|Don't go into
the Long Grass
“Welcome to Don’t Go into the Long Grass.” The pet store salesman smiled at the young couple, who had
stepped hesitantly into the shop. “With over one thousand stores worldwide, our advanced cloning and genetic
engineering techniques make us the premier exotic pet dealer in the world. We are here to serve your needs and
desires in selecting your pet.”
“We’re just looking,” the young woman said.
“Of course, of course.” He smiled at the petite woman with the dark hair and eyes. “Take your time. We have
several different animals available which can be purchased and taken home immediately, or you can browse our
catalogue of species and options.”
“Thank you.” The young man nodded.
“My name is Michael, if you have any questions or need additional information. The available pets are in the
display room, and the catalogue can be accessed at any terminal. Call me if you need anything.” The salesman’s
image wavered, then vanished.
“Martin, are you sure about this?”
“Of course, Dianne. Anyone can have a dog or cat, but how many people can own a previously extinct animal?”
“But they can be dangerous,” she said. “And what about…?” Her hand went to her abdomen.
The salesman reappeared. “With our advanced genetic engineering techniques, we have been able to diminish the
aggressive nature of the animals we have available.”
Martin and Dianne both jumped slightly, then turned to look at the salesman.
“My apologies. I didn’t mean to startle you. This is a common question that comes up from people who are
looking for the truly exotic. If I may ask, what kind of animal are you thinking about?”
“He’s the one thinking about it. I personally would prefer something a little less…exotic,” Dianne said.
“I’m looking for a velociraptor,” Martin said.
The salesman took a step back, the image wavering. “Velociraptor? Those are on the government’s restricted list.”

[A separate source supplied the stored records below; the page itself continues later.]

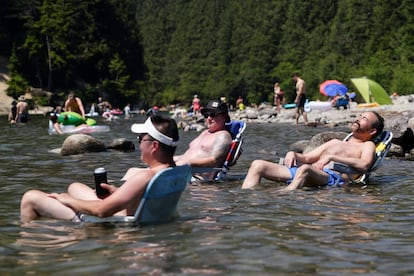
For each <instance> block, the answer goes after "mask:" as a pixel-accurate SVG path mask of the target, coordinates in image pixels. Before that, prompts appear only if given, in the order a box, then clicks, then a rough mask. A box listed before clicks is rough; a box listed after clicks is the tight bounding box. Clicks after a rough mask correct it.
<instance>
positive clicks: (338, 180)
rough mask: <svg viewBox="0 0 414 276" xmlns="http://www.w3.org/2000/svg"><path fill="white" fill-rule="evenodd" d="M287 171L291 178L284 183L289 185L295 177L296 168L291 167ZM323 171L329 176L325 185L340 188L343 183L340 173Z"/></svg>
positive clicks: (342, 180) (327, 169) (294, 167)
mask: <svg viewBox="0 0 414 276" xmlns="http://www.w3.org/2000/svg"><path fill="white" fill-rule="evenodd" d="M288 169H289V171H290V175H291V176H292V177H291V178H290V179H289V180H287V181H286V184H288V185H289V184H290V183H291V182H292V180H293V178H294V177H295V175H296V171H297V170H298V167H291V168H288ZM323 171H324V172H326V173H327V174H328V175H329V178H328V183H326V184H327V185H328V186H340V185H342V184H344V183H345V181H344V180H343V178H342V176H341V174H340V173H337V172H334V171H332V170H330V169H328V168H324V169H323Z"/></svg>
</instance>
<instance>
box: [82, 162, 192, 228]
mask: <svg viewBox="0 0 414 276" xmlns="http://www.w3.org/2000/svg"><path fill="white" fill-rule="evenodd" d="M165 177H175V181H174V183H173V185H174V187H172V186H168V187H166V189H168V191H167V192H165V193H163V194H154V193H155V192H157V191H156V189H158V188H159V186H160V185H163V184H165ZM190 179H191V166H190V165H182V166H177V167H169V168H166V169H163V170H161V171H159V172H158V173H157V174H156V175H155V176H154V177H153V178H152V179H151V181H150V182H149V183H148V185H147V187H146V190H145V193H144V195H143V196H142V198H141V200H140V203H139V205H138V207H137V209H136V211H135V214H134V215H133V216H111V217H105V218H99V217H96V216H92V215H86V214H81V216H80V219H81V220H82V221H83V222H91V223H128V224H155V223H162V222H167V221H171V220H173V219H174V218H176V217H177V216H178V214H177V205H178V202H179V199H180V196H181V193H182V192H183V191H184V190H185V188H186V186H187V184H188V183H189V182H190ZM168 197H172V199H171V198H168ZM163 200H164V202H163ZM151 201H154V202H155V201H158V202H157V203H156V204H155V206H151V205H154V203H151ZM165 201H167V204H162V203H165ZM168 203H171V204H170V205H168ZM161 205H162V206H161ZM167 205H168V206H167ZM160 207H162V208H163V209H164V212H163V214H157V215H158V216H157V217H154V216H153V210H151V209H154V208H155V209H156V210H157V211H160V210H159V208H160Z"/></svg>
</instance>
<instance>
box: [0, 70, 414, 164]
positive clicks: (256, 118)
mask: <svg viewBox="0 0 414 276" xmlns="http://www.w3.org/2000/svg"><path fill="white" fill-rule="evenodd" d="M7 79H8V76H7V74H5V73H4V72H0V115H7V114H8V112H9V110H10V106H11V102H12V101H13V98H11V97H9V96H7V94H6V89H7V84H6V81H7ZM392 101H393V104H392V105H383V106H378V107H370V108H359V107H357V105H356V103H351V105H350V108H348V109H340V110H337V109H331V110H327V111H320V110H311V111H310V112H308V113H307V114H308V121H309V124H308V125H307V126H305V125H304V124H303V118H300V122H302V127H318V126H321V125H324V126H328V127H332V129H333V130H332V131H335V130H334V129H335V127H337V126H343V125H349V124H351V123H352V122H353V121H354V120H355V118H356V117H357V116H358V115H359V114H361V113H362V112H364V111H367V110H375V111H377V112H378V113H380V114H381V115H382V116H383V117H384V119H385V129H387V130H390V131H392V132H393V134H394V138H393V140H392V142H393V145H392V147H391V150H390V154H389V156H395V157H399V158H404V159H407V160H414V135H413V129H414V94H413V95H407V96H396V97H393V98H392ZM49 109H50V107H39V109H38V110H37V111H31V112H30V113H32V114H35V113H39V112H40V113H44V112H46V111H50V110H49ZM230 116H231V118H232V119H235V120H243V121H246V122H248V123H262V124H263V123H270V124H272V123H287V124H295V109H282V110H281V112H280V113H279V114H278V113H277V112H276V109H275V107H273V106H271V105H266V104H262V105H260V106H258V107H246V109H245V110H243V111H240V110H236V111H232V112H231V114H230ZM177 121H178V122H179V126H180V127H181V128H182V129H184V130H195V131H201V130H202V129H203V128H204V124H203V123H202V118H200V117H199V118H194V117H179V118H177Z"/></svg>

“That’s a shame,” Dianne said, offering Martin a smile. “Guess we’ll have to decide on something else.” She
paused and glanced at the salesman. “Why are they restricted?”
“Like many of the animals on the restricted list, velociraptors are considered to be intelligent. For a complete list
of the animals prohibited or restricted from sale as exotic pets, please visit one of the terminals.”
“But I’ve heard of people who were able to acquire velociraptors,” Martin said.
“Unfortunately, as a licensed and regulated exotic pet shop, we are not able to supply you with one. Unless you
would like to check out the pets we are legally able to offer, I’m afraid we can’t help you. Don’t Go into the
Long Grass operates within the restrictions placed by the government. If you want to venture outside of those
restrictions—going into the long grass, so to speak—we will not be able to help you.”
The salesman vanished.
“Come on, Dianne.” Martin reached for her hand.
“Look, I know you wanted a velociraptor, but let’s at least see what they offer.” She pointed to the display room.
“If you want something previously extinct, how about a Scimitar Cat?”
“It’s just a cat,” Martin said. “They’ve made them no more dangerous than domestic house cats. I want
something that can actually be dangerous.”
Dianne stopped and spun around. “Why? What is your fascination with having a pet that might turn around and
“I want something I actually have to form a bond with. That I have to respect and earn its respect, as well. I don’
t want something that has been programmed to be safe and fun.”
“Excuse me.” Another customer walked up to them. “You might consider visiting this place.” He handed Martin a
card, then turned and left.
“Jurassic Exotics,” Martin said, reading the card. “Truly exotic pets for the adventurous pet owner.”
“Does it list an address?” Dianne asked.
“Yes.” Martin flipped the card over. “It’s about ten miles outside the city.”
Dianne sighed, then shook her head. “Okay, let’s go.”